Она сосредоточилась на вышивке и не принимала участия в беседе, лишь лукаво улыбалась тонкими, яркими губами.
— Ханами все еще носит траур по нашему отцу, — вскинув голову, с дерзким огоньком в прямом взгляде сказала Наоми, и никто не посмел продолжить расспросы.
Беседа вскоре вернулась в гораздо более мирное русло: обсуждали ткани, цвета и набивные узоры для пошива новых кимоно, воспитание детей, недавние произведения японских поэтов в жанре вака*.
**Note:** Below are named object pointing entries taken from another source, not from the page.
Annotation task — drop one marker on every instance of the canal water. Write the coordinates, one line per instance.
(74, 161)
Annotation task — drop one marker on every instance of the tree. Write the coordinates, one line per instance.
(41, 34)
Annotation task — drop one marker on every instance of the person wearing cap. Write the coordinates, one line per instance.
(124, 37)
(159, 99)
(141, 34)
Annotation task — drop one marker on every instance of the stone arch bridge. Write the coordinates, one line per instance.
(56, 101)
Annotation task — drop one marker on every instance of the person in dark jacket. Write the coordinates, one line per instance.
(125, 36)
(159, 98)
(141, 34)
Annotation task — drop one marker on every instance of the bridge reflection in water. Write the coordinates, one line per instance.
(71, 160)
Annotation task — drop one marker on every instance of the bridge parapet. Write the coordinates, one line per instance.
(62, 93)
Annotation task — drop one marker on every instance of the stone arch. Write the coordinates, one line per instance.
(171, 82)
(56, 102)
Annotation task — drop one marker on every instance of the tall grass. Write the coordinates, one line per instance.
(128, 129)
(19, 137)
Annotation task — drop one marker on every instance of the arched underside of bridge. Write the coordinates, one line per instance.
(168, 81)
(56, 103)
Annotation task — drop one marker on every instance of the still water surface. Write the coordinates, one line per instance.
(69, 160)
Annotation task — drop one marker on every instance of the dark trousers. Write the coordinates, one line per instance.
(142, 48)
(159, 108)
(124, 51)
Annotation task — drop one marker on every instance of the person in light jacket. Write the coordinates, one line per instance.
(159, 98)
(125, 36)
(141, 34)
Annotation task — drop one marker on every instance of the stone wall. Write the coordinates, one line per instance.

Наоми продолжила прерванное чтение, и безуспешно пыталась сосредоточиться на иероглифах перед глазами. Они никак не хотели складываться в слова, а слова — в осмысленные предложения.
Внутри себя она кипела от раздражения. Ее больше ни о чем не спрашивали, но Наоми и чувствовала обращенные на нее косые взгляды, и улавливала негромкие перешептывания за спиной.
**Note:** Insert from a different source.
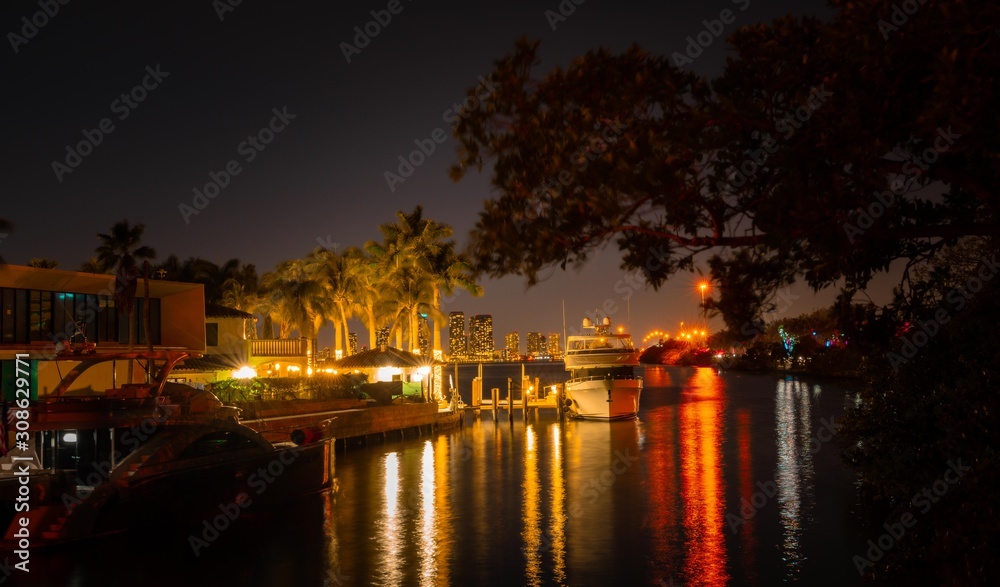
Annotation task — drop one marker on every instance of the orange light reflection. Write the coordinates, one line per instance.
(702, 482)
«Это будет со мной всю жизнь, — подумала она с горечью. — Я идеально подхожу Такеши. Он убил брата, я — отца».
Их женское уединение было нарушено тихим шелестом раздвинутых створок. Показавшаяся в дверях служанка сказала, что Такеши-сама просит Наоми-сан присоединиться к нему для трапезы.
Наоми вздернула брови. Ей было нелегко смириться с тем, что на различных торжествах, подобных грядущему, когда собираются вместе представители большинства японских кланов, мужчины и женщины проводят дневное время раздельно. Раздельно проходят также и трапезы.
Она воспринимала это как некое унижение женщин. Ведь пока мужчины обсуждают по-настоящему значимые вещи и, без всяких преувеличений, решают судьбу страны, женщины проводят время за вышиванием, чтением и напрасными разговорами.
Сопровождаемая взглядами — как удивленными, так и нарочито-насмешливыми, — она покинула комнату с пылавшими щеками и вслед за служанкой прошла извилистыми коридорами, пока не оказалась напротив спальни, которую они заняли в поместье Татибана.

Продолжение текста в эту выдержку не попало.